Jonathan Pollard’s next destination is more likely Israel than a return to US federal prison, where he served 30 years of a life sentence for being an Israeli spy.
That’s despite his impromptu interview with Channel 12’s Yuna Leibzon, who ambushed the former Navy analyst and his wife Esther last week at an eatery on Manhattan’s Upper West Side. Under the guidelines of his parole, Pollard is prohibited from relating any intelligence information he passed from the US to Israel in 1984 and 1985.
During the three-minute conversation, Pollard contended that the Israeli government could bring him “home” if it made his case a priority with a friendly US administration.
“Jonathan’s not asking for a pardon or a commutation of his sentence — that’s history, he has been released and is now on parole,” said Rabbi Pesach Lerner, president of the Coalition for Jewish Values and a longstanding Pollard champion. “We are asking President Trump to put an end to the unjust parole terms that Jonathan has been subjected to, thus enabling Pollard to immediately make aliyah.”
A couple of questions remain days after this bizarre, chance meeting in Manhattan. Why did Pollard risk speaking out? And did Leibzon, a veteran journalist, recklessly endanger Pollard’s freedom instead of respecting his privacy?
The answer is that both sides apparently stopped short of crossing any red lines.

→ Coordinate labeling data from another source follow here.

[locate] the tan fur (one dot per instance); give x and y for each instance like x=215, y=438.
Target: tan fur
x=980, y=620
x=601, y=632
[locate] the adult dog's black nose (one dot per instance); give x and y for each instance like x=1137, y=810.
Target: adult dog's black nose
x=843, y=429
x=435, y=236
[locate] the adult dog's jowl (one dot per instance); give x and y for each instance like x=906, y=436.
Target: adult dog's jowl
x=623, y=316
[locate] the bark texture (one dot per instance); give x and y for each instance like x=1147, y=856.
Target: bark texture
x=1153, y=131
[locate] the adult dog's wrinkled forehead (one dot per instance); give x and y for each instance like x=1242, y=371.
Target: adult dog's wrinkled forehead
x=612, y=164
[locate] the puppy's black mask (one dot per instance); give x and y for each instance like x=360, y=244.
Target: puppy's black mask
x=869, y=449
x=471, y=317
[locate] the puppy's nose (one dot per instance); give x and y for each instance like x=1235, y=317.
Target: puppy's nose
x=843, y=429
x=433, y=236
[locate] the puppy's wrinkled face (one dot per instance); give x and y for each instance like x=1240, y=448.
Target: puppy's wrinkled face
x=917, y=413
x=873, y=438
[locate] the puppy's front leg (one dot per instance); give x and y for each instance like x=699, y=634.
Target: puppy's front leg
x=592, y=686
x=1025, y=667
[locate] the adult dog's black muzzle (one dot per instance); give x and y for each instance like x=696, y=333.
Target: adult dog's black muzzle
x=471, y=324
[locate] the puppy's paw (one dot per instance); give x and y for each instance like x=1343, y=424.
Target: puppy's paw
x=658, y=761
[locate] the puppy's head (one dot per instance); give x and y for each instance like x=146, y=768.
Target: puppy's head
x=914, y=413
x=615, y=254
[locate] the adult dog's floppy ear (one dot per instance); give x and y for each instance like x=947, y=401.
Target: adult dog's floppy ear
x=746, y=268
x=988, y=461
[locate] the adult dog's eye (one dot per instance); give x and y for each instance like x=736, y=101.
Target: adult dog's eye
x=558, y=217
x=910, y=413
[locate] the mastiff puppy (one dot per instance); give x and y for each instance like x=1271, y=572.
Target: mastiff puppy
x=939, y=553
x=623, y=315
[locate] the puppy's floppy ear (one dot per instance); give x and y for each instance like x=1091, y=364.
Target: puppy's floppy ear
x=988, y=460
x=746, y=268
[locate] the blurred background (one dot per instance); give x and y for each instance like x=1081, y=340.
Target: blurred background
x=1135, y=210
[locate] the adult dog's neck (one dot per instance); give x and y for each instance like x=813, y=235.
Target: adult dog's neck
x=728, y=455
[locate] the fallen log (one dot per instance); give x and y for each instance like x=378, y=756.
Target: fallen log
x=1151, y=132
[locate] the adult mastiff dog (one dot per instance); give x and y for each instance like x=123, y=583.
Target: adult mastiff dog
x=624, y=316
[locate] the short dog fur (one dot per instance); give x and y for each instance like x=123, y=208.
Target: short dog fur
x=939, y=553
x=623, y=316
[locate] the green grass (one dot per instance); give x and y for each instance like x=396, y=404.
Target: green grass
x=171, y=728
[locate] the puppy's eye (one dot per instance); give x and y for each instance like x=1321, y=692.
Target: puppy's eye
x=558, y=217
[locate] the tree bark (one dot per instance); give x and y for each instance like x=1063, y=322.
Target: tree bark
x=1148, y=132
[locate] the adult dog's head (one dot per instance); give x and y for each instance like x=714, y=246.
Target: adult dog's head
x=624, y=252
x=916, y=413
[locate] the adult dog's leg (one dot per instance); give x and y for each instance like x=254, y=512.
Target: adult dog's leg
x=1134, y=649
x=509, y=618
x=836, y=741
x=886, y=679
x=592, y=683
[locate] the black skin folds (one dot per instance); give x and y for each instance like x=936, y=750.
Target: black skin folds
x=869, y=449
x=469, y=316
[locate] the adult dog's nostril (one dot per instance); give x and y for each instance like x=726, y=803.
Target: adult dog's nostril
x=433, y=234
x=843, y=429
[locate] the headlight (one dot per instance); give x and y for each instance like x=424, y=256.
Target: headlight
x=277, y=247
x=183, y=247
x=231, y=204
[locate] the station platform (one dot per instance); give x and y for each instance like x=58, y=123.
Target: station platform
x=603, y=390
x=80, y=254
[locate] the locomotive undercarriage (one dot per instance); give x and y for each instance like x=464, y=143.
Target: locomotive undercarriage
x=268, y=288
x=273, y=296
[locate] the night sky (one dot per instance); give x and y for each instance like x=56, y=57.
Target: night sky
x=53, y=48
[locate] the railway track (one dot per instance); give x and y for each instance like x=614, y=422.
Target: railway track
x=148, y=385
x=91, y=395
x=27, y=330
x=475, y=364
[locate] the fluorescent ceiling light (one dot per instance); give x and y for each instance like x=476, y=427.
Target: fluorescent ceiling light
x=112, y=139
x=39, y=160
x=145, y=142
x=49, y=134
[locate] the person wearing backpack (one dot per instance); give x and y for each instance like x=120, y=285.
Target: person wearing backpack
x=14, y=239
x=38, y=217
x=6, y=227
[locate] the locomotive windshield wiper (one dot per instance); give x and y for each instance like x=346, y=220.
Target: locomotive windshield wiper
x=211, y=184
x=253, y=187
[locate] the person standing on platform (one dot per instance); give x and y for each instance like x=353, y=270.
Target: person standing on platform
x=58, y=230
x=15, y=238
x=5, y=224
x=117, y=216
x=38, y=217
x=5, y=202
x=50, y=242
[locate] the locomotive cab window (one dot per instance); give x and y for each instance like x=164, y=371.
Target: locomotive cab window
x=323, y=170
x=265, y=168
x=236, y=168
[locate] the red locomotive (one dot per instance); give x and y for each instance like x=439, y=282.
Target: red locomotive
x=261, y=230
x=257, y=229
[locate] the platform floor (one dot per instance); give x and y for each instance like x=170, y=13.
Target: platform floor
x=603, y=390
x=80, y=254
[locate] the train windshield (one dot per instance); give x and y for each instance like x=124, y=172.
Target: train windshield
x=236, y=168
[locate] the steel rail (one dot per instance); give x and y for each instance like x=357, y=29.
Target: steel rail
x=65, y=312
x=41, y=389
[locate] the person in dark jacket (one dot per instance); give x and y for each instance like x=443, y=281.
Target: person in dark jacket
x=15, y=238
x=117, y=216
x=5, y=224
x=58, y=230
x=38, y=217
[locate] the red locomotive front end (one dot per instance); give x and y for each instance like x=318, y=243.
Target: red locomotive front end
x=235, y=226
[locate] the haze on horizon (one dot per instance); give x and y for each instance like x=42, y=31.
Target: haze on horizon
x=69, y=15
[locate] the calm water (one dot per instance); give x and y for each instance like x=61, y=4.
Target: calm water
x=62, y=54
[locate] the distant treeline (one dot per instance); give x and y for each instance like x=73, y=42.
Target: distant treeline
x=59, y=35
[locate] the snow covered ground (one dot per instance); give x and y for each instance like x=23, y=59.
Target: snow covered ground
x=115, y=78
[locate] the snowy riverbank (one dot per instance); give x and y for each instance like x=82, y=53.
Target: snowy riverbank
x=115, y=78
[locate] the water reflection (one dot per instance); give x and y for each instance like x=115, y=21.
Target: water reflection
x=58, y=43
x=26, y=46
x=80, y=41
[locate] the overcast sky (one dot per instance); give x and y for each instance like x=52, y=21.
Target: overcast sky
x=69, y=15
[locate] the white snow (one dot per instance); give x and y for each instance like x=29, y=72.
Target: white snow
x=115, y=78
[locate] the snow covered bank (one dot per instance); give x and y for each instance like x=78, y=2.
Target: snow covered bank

Leibzon posted her side of the story on Twitter. She entered the eatery with all of her television equipment for a scheduled appointment, when she spotted Pollard at a nearby table. Admitting the lure of the scoop was too tempting to pass up, she swooped in, launching the video app on her smartphone. Pollard’s initial reticence gave way, as Leibzon noted: “Something changed to open him up. He knew this could be perceived as a parole breach, but I think his primary fear is he’s been forgotten and is no longer on anyone’s agenda.”
A review of the video clearly shows that Pollard was caught off guard. For all he knew, Leibzon might have intended to twist his words for a scoop, thus potentially harming his interests. That’s a legitimate fear for Pollard, who has been burned many times before. Giving Leibzon a few quotes may have been the better of two bad alternatives.
It’s now water under the bridge: Pollard suffered no immediate repercussions. If Leibzon is correct in her assumption that Pollard’s case is off the political agenda, that also means that President Trump, or the Department of Justice, would take no flak for finally letting him go.
If so, Pollard is right to make the public case that his parole terms are onerous and that he finally must be allowed to return home, where he rightly belongs.
Better to take a risk than be forgotten.